So we kind of like take the continuous signal and then we discretize the continuous signal. So one parameter is like how fast we are sampling the continuous signal. So that's typically on the order of like 16,000 or 8,000 times a second if you're on telephonic speech. The other thing which we also is like how many levels we are dividing your vertical axis.

So in this case, you can see that each of the dots is basically one level. And typically, people use 8-bit quantizers or 16-bit quantizers. So in a way, you can think about that for every one second of audio which we would hear, you would have like 16,000 samples. And then in each of the 16,000 samples are allowed to take one of the levels between 0 to 55.

And that's like if I can take the problem of continuous audio and just have it in terms of this sort of discrete space, then basically I'm just going to the territory of doing language modeling.
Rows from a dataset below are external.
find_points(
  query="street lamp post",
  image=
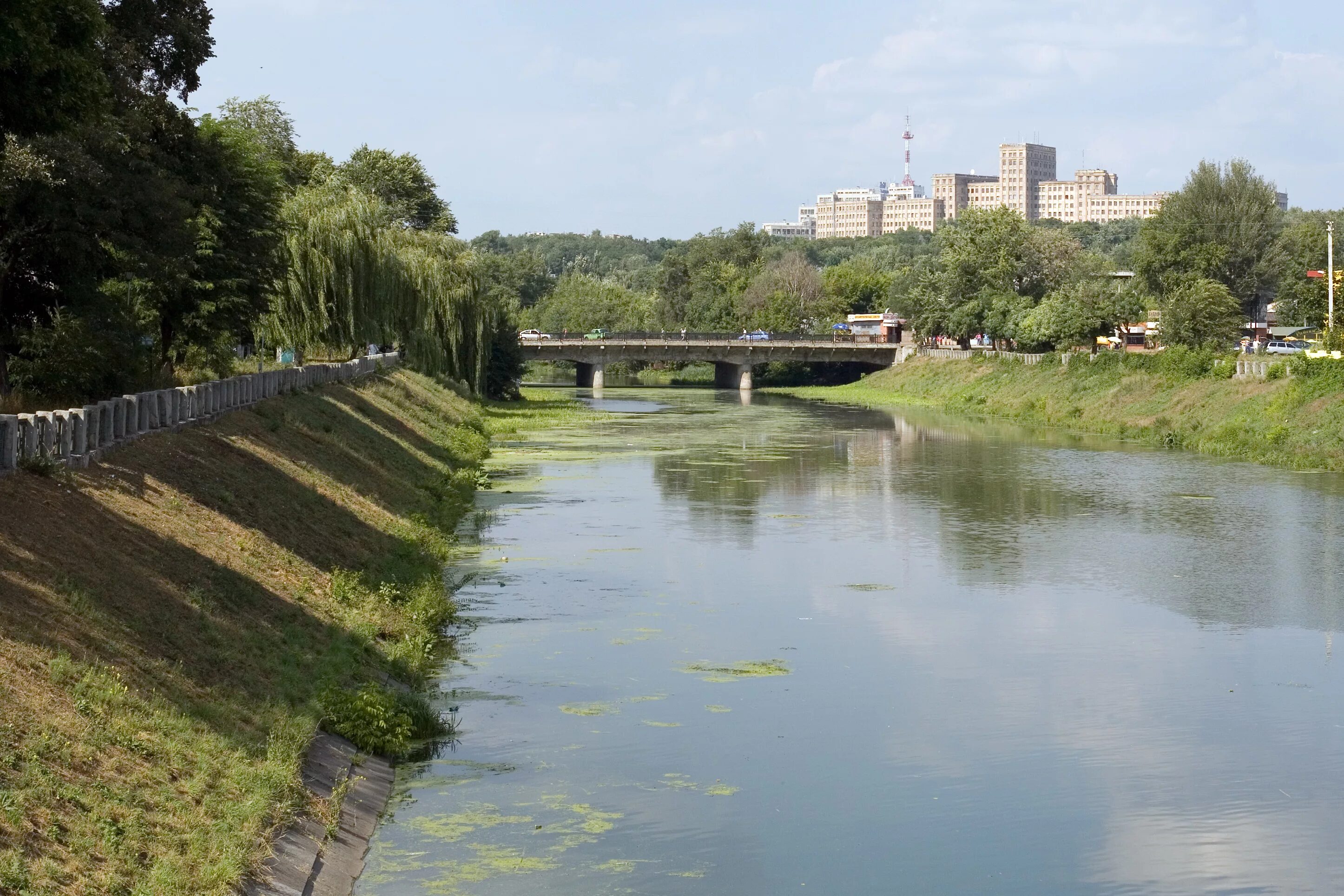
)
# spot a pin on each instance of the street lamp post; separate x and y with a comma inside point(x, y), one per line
point(1330, 275)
So the first papers I discuss is how can we do generative modeling for raw audio, which is similar to WaveNets using transformers.
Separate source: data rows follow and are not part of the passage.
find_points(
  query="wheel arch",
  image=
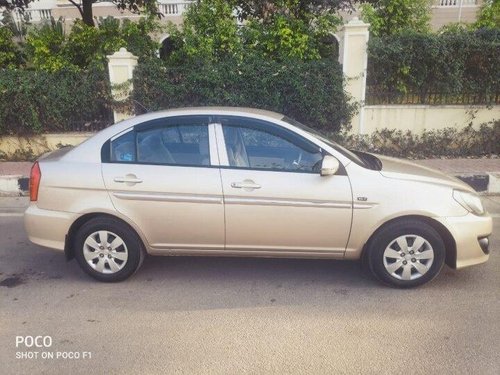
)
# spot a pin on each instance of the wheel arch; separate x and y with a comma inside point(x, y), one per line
point(444, 233)
point(77, 224)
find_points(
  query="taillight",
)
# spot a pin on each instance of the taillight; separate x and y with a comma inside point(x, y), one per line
point(35, 177)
I'll be putting QR codes if you like the stuff what I'm doing. And if you think that this is relevant to you, please cite or please have a look in terms of the QR codes. So yeah, so I'll start with the first subtopic of today's talk, which is like what are WaveNets and how do we do this generative modeling over raw audio?
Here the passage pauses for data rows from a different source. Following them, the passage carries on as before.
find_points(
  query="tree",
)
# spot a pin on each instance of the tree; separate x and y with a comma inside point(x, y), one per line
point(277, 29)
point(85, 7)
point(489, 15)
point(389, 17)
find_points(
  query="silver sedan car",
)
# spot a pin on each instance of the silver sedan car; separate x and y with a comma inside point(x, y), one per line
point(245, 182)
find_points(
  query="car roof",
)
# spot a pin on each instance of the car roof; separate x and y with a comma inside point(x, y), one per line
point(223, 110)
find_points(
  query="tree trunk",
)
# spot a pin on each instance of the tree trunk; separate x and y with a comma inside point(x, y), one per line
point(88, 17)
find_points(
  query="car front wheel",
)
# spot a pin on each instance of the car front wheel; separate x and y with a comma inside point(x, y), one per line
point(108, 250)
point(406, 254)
So in a single word, you can think about this as doing language modeling over these 255 states of audio. So you can throw in your favorite transformer model like transformer XL or GPT or whatever you want to call it. And just treat the problem as if you are trying to predict one of the levels out of 255.

And you have to predict the next level given a certain context. That's what WaveNet was doing. So the way you are modeling the probability distribution of a continuous space is basically you're trying to predict what's the probability of the next sample given some parsed context. And WaveNet has been hugely popular because it has over 3,000 citations and it has been a core building block for almost all speech and audio related problems.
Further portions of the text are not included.